Le crociate PDF 
di Eva Maria Ricciut   

Dimentichiamo ciò che ad ognuno di noi è stato insegnato a proposito delle sanguinosissime guerre per la conquista e la salvaguardia della Città Celeste, abbandoniamo ogni pretesa di verosimiglianza storica e lasciamoci conquistare dai grandiosi paesaggi, dallo sfarzo scintillante delle stoffe orientali, dalle spettacolari sequenze di battaglia perfettamente coreografate e dalla bellezza sfacciata dei protagonisti dell'ultima pellicola di Ridley Scott. Applichiamo una socratica sospensione del giudizio e godiamoci questo perfetto esempio di kolossal cinematografico per circa tre ore di spensierato divertimento.

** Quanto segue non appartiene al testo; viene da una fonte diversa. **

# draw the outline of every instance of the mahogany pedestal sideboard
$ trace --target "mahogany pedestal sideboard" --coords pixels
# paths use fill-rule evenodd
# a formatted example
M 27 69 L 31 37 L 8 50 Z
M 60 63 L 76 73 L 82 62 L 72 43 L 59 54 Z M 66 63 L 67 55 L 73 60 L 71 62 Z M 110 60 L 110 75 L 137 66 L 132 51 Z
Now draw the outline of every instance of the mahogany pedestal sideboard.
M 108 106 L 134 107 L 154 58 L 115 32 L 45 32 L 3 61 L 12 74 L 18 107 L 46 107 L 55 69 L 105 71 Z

Certo, forse per una produzione di così alto livello è un po' poco, ma è ciò che hanno pensato di dedicarci gli autori di Le crociate , o meglio è ciò che lo spettatore più ottimista e meno critico riesce a trovare in questa pellicola, per gli altri (per i più smaliziati) non c'è null'altro che un'abbondante e irritante dose di buonismo didascalico, a tratti persino petulante.

Infatti, e purtroppo direi, Le crociate sembra aver sposato la corrente tendenza alla strumentalizzazione delle pellicole di gran richiamo, che troppo spesso vengono impropriamente utilizzate per impartire ad un pubblico finto-impegnato lezioni di bieco perbenismo, trasformando il cinema in una sorta di biblia-pauperum.

La storia del giovane maniscalco Baliano, divenuto cavaliere e signore di Ibelin che, grazie alla sua nobiltà d'animo, riesce a conquistare il cuore della bella principessa Sibylla, la fiducia del tollerante re Baldovino, il rispetto del feroce-ma-giusto Saladino e persino la proposta di divenire re di Gerusalemme (opportunamente rifiutata per coerenza d'intenti) sembra più voler essere la dimostrazione della buona fede di un certo tipo di occidentali, della loro innata virtù e della loro volontà di convivenza pacifica, pare quasi voler essere la giustificazione ad una sorta di senso di colpa storico, che non la vicenda di un crociato alla ricerca del perdono e della salvezza della propria anima. Ed in effetti, fino a che punto è credibile la figura di un uomo (e tengo a sottolineare di un maniscalco!) che avesse una visione così "modernamente tollerante" della convivenza tra i popoli?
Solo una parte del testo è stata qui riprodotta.